Aldo mengangguk, dengan wajah yang lebih serius. "Aku paham. Tapi, kau harus tahu juga, kalau Dina sudah cukup terluka. Jangan sampai kau menjadi orang yang akan membuat dia terjatuh lagi." Suara Aldo sekarang terdengar penuh perhatian, walaupun ia tetap berbicara dengan nada yang tetap rileks.
Ferdi menatap Aldo, merasa bahwa kata-kata itu bukan hanya untuk Dina, tapi juga untuk dirinya. Dia menghela napas panjang. "Aku tidak akan membuat Dina terluka. Kalau aku merasa tidak bisa memberikan apa yang dia butuhkan, aku tidak akan pernah memberikan harapan."
...***...
Aldo tertegun sesaat mendengar pernyataan Ferdi. Seolah baru saja menyadari sesuatu yang sebelumnya tak terpikirkan, Aldo mencondongkan tubuhnya ke depan, menatap Ferdi dengan penuh rasa ingin tahu.
"Kau… Kau benar-benar jatuh cinta sama Dina, ya?" tanya Aldo pelan menampakkan raut wajah berbinar tak percaya, seolah berhasil memancing pengakuan Ferdi yang terus dia tutupi.

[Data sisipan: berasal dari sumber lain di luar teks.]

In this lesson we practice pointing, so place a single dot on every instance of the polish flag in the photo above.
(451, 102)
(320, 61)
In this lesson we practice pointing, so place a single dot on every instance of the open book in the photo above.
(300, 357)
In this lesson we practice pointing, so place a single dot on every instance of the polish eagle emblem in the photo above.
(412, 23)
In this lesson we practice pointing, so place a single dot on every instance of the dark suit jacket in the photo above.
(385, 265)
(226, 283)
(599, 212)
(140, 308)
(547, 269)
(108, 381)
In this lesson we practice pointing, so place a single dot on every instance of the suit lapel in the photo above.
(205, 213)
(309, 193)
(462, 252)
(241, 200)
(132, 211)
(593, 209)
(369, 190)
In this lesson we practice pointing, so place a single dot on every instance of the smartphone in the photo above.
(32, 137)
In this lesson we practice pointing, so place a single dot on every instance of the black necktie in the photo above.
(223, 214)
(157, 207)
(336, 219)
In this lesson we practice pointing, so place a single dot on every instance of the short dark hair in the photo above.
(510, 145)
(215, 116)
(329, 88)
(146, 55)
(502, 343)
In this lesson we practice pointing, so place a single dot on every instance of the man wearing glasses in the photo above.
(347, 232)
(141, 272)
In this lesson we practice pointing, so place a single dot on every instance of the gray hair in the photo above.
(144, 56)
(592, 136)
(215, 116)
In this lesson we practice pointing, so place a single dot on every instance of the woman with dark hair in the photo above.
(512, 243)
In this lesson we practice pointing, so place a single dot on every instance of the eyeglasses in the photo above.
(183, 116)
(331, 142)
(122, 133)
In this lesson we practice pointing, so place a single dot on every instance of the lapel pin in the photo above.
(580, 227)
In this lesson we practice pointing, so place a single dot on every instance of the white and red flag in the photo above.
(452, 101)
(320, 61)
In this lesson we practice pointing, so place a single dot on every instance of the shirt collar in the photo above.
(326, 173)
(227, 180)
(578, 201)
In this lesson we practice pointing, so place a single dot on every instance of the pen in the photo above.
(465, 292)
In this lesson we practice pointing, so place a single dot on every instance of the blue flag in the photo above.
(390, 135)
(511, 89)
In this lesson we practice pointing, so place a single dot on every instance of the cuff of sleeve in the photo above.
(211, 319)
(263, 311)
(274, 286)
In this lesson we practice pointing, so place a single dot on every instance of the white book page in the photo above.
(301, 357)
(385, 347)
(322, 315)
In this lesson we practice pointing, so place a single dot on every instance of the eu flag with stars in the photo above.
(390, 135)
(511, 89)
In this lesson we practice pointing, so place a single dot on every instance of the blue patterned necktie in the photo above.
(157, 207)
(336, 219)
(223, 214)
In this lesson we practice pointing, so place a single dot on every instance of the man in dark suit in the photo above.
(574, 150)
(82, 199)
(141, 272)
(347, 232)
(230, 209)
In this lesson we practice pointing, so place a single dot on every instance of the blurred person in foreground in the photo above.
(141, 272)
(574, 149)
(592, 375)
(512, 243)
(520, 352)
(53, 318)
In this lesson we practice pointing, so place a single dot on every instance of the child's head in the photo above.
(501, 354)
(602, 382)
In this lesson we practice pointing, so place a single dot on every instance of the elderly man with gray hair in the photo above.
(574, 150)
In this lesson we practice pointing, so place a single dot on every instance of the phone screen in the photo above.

Wajah Ferdi langsung memerah. Pertanyaan Aldo yang blak-blakan membuatnya terpojok. Dia tahu jawabannya sudah terselip di antara kata-katanya sebelumnya, tapi dia tak pernah bermaksud untuk mengakuinya, apalagi di depan Aldo.

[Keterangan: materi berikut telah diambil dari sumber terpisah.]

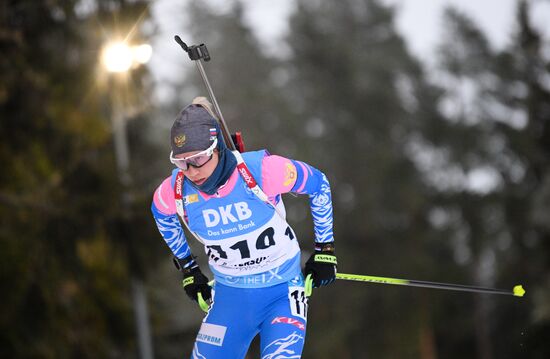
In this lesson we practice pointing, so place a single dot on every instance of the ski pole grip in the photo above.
(202, 303)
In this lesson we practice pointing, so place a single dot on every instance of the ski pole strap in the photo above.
(325, 258)
(202, 303)
(178, 195)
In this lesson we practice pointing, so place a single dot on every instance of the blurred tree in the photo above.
(496, 150)
(63, 272)
(362, 100)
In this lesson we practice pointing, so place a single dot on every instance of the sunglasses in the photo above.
(197, 160)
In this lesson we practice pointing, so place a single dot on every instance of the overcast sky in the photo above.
(419, 21)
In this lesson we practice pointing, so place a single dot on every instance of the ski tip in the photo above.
(519, 291)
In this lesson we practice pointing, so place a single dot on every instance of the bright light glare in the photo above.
(142, 53)
(117, 57)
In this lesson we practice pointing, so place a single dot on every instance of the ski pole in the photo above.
(517, 291)
(197, 53)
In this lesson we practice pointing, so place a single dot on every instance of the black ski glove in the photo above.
(194, 281)
(322, 265)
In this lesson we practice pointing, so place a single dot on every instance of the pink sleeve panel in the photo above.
(278, 175)
(164, 198)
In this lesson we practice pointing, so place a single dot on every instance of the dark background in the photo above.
(406, 154)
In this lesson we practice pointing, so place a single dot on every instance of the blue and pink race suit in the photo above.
(253, 253)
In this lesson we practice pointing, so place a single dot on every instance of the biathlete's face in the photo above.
(197, 165)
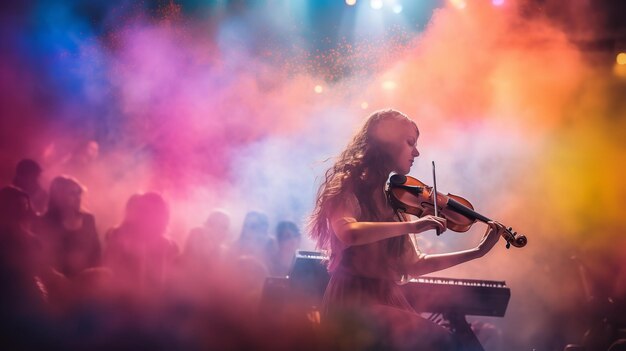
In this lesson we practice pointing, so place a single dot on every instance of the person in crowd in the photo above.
(27, 177)
(287, 242)
(138, 251)
(206, 246)
(67, 230)
(255, 239)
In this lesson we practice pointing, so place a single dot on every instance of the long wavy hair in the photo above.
(359, 169)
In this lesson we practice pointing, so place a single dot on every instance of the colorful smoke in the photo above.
(237, 106)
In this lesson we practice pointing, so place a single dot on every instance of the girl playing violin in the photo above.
(368, 244)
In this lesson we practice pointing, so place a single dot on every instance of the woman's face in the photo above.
(405, 150)
(70, 197)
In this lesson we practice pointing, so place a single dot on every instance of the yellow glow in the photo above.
(376, 4)
(459, 4)
(389, 85)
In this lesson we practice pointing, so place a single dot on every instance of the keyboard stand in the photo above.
(463, 332)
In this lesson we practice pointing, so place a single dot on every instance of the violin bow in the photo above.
(435, 194)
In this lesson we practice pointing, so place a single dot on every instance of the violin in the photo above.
(410, 195)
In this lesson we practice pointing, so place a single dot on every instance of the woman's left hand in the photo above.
(493, 233)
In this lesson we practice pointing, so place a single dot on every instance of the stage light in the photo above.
(459, 4)
(376, 4)
(389, 85)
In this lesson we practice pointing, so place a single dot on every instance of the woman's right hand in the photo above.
(430, 222)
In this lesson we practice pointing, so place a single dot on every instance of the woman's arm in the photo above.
(432, 263)
(351, 232)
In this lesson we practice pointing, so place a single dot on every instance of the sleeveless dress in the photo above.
(365, 275)
(363, 304)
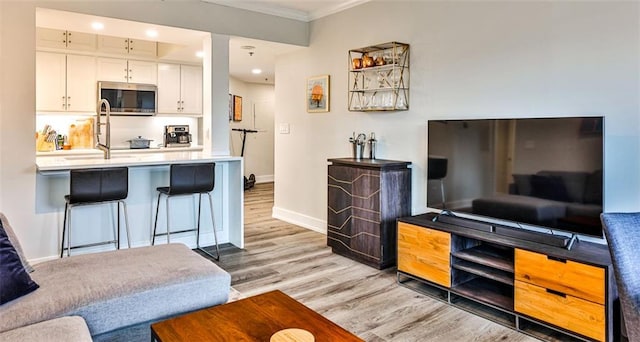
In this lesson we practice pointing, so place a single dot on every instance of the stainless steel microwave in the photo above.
(129, 98)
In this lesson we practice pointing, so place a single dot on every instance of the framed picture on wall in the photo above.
(230, 107)
(318, 94)
(237, 108)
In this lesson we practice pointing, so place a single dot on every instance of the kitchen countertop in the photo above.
(117, 150)
(125, 158)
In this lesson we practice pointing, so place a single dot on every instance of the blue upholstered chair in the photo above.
(623, 234)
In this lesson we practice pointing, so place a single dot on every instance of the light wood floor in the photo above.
(363, 300)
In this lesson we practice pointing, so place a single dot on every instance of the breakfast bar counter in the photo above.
(125, 158)
(147, 171)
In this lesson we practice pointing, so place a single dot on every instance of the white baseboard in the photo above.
(304, 221)
(264, 179)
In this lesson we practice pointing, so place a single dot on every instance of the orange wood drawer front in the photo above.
(568, 312)
(569, 277)
(424, 253)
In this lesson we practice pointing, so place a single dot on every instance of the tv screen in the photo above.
(543, 172)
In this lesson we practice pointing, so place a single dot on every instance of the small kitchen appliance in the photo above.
(177, 136)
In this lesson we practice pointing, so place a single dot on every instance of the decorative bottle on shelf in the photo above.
(372, 146)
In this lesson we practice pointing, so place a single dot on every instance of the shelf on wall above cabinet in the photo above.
(379, 78)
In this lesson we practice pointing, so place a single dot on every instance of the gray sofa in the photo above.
(548, 198)
(117, 293)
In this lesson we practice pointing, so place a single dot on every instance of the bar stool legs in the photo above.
(197, 229)
(66, 227)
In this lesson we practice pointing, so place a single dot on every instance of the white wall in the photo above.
(17, 82)
(469, 59)
(257, 113)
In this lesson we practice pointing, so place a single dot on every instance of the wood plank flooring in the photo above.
(363, 300)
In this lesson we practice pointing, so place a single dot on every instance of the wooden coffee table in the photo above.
(251, 319)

"Apa?!" Ferdi tergagap, suaranya meninggi, mencoba menyangkal, namun raut wajahnya tak bisa berbohong. "Kau bicara apa, sih? Tidak ada hubungannya!" buru-buru dia bangkit dari kursinya, tangannya menunjuk ke arah pintu. "Sudah sana, keluar! Jangan membuatku tambah pusing!"
Aldo tertawa keras melihat reaksi Ferdi yang terbata-bata. "Wah, kau bener-bener sudah kena jebakan batman Fer!" Dia terus tertawa sambil berdiri, menikmati setiap detik kepanikan Ferdi yang jarang sekali dia lihat.
"Jadi, kau benar - benar punya perasaan sama Dina. Kenapa tidak bilang dari dulu? Jangan-jangan… kau malu denganku?" Aldo menggoda sambil melirik dengan ekspresi menggoda.
"Keluar, Aldo!" Ferdi mengulangi, matanya menyipit dan wajahnya semakin merah. Jelas bahwa dia mencoba menahan rasa malunya. "Ini sama sekali bukan urusanmu."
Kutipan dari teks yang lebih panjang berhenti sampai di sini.